After each iteration, we calculate the original image size and the compressed size, helping us illustrate the compression efficiency. With both quantization methods, the image size is reduced by approximately 98.43%, demonstrating the effectiveness of the process.
In the final encoding step, we merge the compressed segmented clothes data and the quantization results into a singular bitstream. This simplifies the decoding process, allowing for it to be conducted in any programming language by simply reading the bitstream.
bitstream = []
for n in range(MAXAD, 0, -1):
bitstream.append(compress_with_fixed_rate(Dn))
bitstream.append(compress_with_embedded_extension(Dn3n))
The bitstream starts with the compressed 'segm_clothes' data, followed by an iterative loop that appends two layers per cycle: a fixed-rate layer at delta 'Dn' and an embedded extension at 'Dn3n'. With each iteration, 'maxad' is decreased and 'n' is increased, resulting in an accurate representation of the sequence outlined in Figure 17.
Appending the bitstream in this manner ensures efficient encoding and facilitates a smooth decoding process later on.
An image decoder that reconstructs the original data from the encoder output.
The decoder reverses the encoding process, loading data such as image dimensions and compressed sizes to adapt to changes in the dataset or parameters.

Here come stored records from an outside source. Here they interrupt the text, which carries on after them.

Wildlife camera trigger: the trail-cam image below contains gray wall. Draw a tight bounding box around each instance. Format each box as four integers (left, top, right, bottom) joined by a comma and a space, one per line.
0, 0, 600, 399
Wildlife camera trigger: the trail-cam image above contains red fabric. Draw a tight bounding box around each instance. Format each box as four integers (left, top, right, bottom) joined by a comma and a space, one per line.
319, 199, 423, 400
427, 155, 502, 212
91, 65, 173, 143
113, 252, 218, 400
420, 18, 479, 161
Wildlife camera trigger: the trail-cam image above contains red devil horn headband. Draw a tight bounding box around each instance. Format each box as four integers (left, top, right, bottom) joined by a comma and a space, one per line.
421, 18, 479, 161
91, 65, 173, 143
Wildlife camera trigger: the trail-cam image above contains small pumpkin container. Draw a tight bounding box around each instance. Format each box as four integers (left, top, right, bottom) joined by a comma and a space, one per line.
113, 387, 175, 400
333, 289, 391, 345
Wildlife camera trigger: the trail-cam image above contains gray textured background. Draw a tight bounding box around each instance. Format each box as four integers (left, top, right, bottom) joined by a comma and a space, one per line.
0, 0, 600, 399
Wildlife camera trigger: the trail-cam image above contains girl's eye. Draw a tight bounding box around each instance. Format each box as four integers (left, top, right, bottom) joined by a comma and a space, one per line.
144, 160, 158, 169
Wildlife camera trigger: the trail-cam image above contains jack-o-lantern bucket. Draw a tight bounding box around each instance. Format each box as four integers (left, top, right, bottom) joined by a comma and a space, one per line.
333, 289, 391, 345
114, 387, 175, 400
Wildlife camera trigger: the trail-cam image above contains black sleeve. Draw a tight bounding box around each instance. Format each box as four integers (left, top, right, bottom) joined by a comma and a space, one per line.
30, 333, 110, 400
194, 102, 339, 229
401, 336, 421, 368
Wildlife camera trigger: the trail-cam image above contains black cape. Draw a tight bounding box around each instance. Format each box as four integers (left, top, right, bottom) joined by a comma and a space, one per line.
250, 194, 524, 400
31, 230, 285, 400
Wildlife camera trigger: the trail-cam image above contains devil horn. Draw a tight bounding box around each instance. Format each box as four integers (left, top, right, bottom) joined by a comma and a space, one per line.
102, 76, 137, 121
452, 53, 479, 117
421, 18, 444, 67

The decoder can be broken into the following steps:
- Convert binary strings back into decimal values.
- Use these values with a cumulative distribution function to estimate initial pixel intensities.
- Reshape the output to match the original image.
- Use the function described in Eq.21 to dequantize the data.
- Understand that dequantized data will approximate the original, resulting in some quality loss due to data loss during quantization.
- Create an empty image.
- Loop through each label in the segmented image.
- Calculate and assign residual values to pixels, reconstructing the image.
- Decode the encoded tags into a bit stream representing compressed image data.
- Reshape the decoded stream to match the original image.
- Identify unique segments in the image.
- Calculate the mean pixel value for each segment.
- Apply this mean value to the corresponding region in the reconstructed image.
- Initialize a new image.
- Extract unique labels from the label map and create a mask for each label.
- Add together the pixel values from the residual image and the reconstructed segmented clothes image for each segment in the new image.
- Copy the original input picture.
- Retrieve the labels from the label map.
- Replace the segmented parts in the reconstructed original image with their counterparts from the reconstructed segmented image.
- Observe that the reconstruction will show some losses due to quantization, which can be observed in the final plots.